A way of explaining hybrid reproduction and speciation between humans and aliens
In my story, a colony ship has made landfall on a planet. At first there is not thought to be any sentient life there, but after a while it becomes apparent that this is not the case.
The idea I have for the alien life form is that it can reproduce in a number of different ways - asexually, sexually, and by a process of transmittance. After a while the colonisers notice that a lot of the native plant and animal life shares specific alleles. This is from the sentient alien. It works by hybridising with other species, and this aids its own species survival by making once hostile organisms placid. (Like Toxoplasmosis in cats).
It's pivotal to the story that the aliens can breed with the humans, though this doesn't necessarily have to happen by a process of sexual intercourse.

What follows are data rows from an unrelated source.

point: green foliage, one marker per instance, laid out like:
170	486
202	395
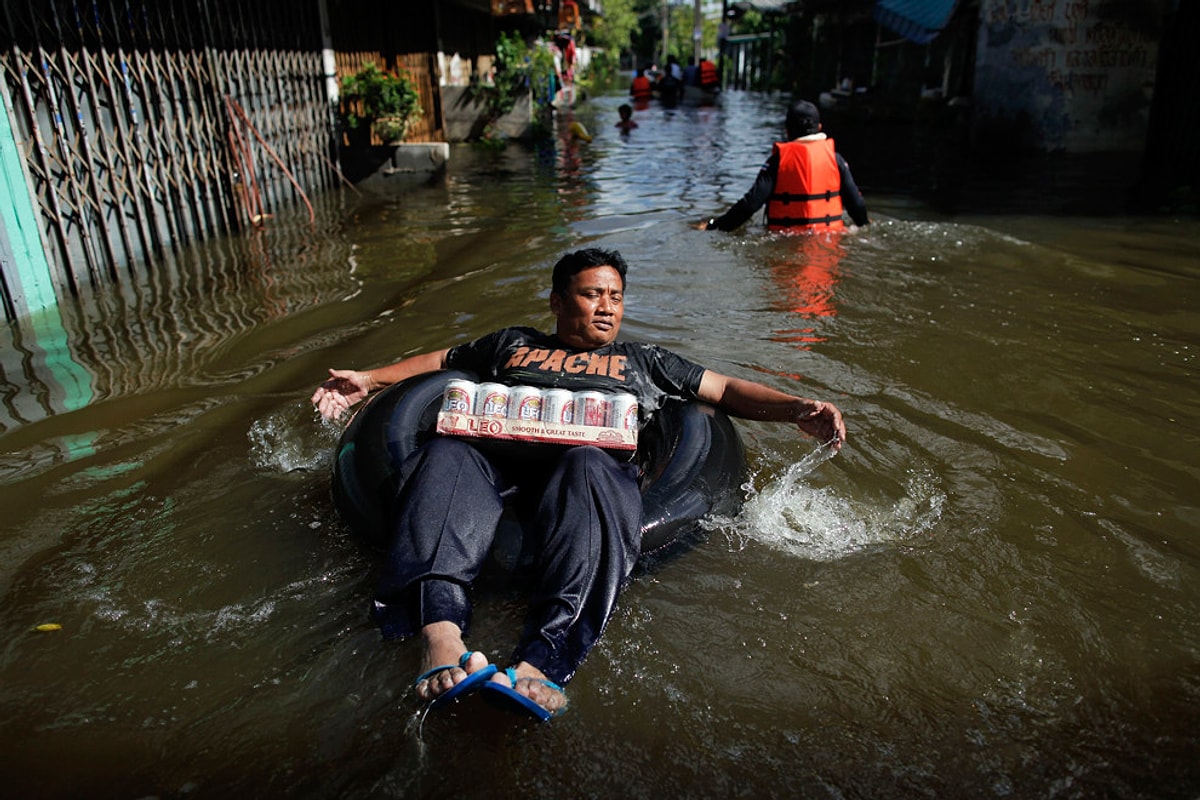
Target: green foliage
517	67
371	95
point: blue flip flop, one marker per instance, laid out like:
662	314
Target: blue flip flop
508	697
469	684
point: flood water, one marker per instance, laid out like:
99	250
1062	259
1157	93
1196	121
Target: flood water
994	590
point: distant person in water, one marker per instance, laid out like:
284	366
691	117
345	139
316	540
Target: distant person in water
805	182
627	122
588	505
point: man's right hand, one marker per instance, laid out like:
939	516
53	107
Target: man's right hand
343	389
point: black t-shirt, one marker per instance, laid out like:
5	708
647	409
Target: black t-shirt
527	356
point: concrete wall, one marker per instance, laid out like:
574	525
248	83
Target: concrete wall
1068	76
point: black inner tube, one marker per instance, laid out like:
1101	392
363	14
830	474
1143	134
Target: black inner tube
691	458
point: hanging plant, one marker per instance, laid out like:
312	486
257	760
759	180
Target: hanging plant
379	101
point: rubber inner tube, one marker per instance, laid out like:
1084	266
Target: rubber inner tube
690	453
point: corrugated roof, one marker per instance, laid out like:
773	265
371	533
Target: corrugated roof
917	20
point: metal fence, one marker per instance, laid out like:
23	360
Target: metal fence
145	126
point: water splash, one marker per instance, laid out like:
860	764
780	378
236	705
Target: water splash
821	524
293	438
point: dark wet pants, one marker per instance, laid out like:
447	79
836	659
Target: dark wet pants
586	535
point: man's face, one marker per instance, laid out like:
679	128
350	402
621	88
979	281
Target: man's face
589	312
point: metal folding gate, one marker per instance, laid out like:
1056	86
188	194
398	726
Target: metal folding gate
144	126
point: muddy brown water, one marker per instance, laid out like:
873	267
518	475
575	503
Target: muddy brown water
993	590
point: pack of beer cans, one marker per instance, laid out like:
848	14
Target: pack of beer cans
493	410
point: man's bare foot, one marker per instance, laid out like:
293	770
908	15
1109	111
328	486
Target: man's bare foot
443	666
532	683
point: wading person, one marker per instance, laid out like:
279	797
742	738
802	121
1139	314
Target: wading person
586	503
805	182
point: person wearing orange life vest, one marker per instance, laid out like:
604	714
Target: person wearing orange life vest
805	182
641	88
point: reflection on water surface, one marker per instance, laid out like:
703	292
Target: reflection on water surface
990	591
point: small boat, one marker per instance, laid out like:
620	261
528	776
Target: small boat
691	458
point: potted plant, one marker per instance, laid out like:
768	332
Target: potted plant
378	101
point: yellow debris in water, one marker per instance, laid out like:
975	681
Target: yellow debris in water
580	131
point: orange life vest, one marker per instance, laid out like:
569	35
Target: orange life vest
808	187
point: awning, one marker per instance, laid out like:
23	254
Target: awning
917	20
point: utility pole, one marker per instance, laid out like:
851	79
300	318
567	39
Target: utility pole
666	31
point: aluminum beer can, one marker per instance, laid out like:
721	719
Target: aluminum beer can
558	407
525	403
492	400
460	396
592	409
623	411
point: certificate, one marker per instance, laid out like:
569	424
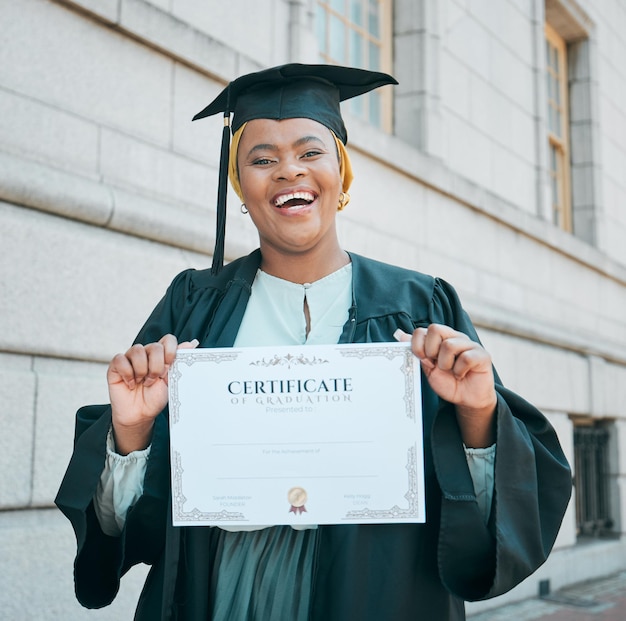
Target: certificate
296	435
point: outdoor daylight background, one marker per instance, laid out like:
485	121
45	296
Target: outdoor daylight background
498	163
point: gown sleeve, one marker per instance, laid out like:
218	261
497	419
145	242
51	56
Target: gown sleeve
101	559
532	487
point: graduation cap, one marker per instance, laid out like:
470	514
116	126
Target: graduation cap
284	92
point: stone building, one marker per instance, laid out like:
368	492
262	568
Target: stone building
498	163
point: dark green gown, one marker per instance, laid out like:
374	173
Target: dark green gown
371	572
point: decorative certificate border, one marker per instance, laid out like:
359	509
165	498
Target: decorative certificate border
195	515
395	512
289	360
189	359
407	368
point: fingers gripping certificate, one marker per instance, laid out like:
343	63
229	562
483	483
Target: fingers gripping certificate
296	435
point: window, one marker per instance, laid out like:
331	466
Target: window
572	120
591	482
558	128
358	33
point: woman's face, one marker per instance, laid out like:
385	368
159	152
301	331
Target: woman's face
289	174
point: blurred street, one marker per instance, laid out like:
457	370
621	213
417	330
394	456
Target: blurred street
600	600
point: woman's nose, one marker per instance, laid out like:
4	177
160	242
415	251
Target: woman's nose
290	169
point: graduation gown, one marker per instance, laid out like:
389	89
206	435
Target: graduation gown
370	572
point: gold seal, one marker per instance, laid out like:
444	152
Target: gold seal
296	497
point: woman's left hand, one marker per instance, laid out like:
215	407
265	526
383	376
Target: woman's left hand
459	370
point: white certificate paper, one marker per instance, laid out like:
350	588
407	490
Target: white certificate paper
296	435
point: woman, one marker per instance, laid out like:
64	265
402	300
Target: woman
487	526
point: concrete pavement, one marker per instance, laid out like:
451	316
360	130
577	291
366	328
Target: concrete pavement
598	600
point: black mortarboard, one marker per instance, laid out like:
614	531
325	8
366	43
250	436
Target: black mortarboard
285	92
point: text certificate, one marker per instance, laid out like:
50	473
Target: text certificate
296	435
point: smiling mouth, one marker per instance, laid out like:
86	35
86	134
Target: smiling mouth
295	199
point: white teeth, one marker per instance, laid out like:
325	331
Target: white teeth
306	196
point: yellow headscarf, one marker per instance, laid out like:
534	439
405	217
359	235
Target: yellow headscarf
345	167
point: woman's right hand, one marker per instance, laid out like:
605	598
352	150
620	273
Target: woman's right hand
138	390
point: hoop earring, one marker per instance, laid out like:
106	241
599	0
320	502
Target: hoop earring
344	199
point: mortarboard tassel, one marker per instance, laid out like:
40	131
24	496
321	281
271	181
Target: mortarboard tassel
222	188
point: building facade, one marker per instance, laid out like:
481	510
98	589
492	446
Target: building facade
498	163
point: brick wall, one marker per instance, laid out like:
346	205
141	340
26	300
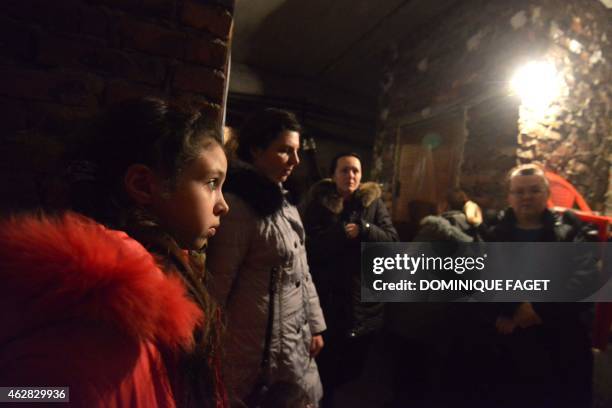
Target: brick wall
465	60
63	60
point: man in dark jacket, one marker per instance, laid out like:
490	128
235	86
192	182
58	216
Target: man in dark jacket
545	347
340	214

The parasitic DNA affects its host with new ways to communicate, a deeper sensitivity to other life. When mixed with humans, and everything that comes with it - anxieties, ambitions, politics - it provides them with communication capabilities that can't be tolerated in a society that is just starting, and wants to retain what makes it human.
The aliens are driven back, as their main protection was the ability to conscript other species to its side, and aside from that they are essentially defenceless. All biology with a trace of this DNA is destroyed, until the land around is sparse.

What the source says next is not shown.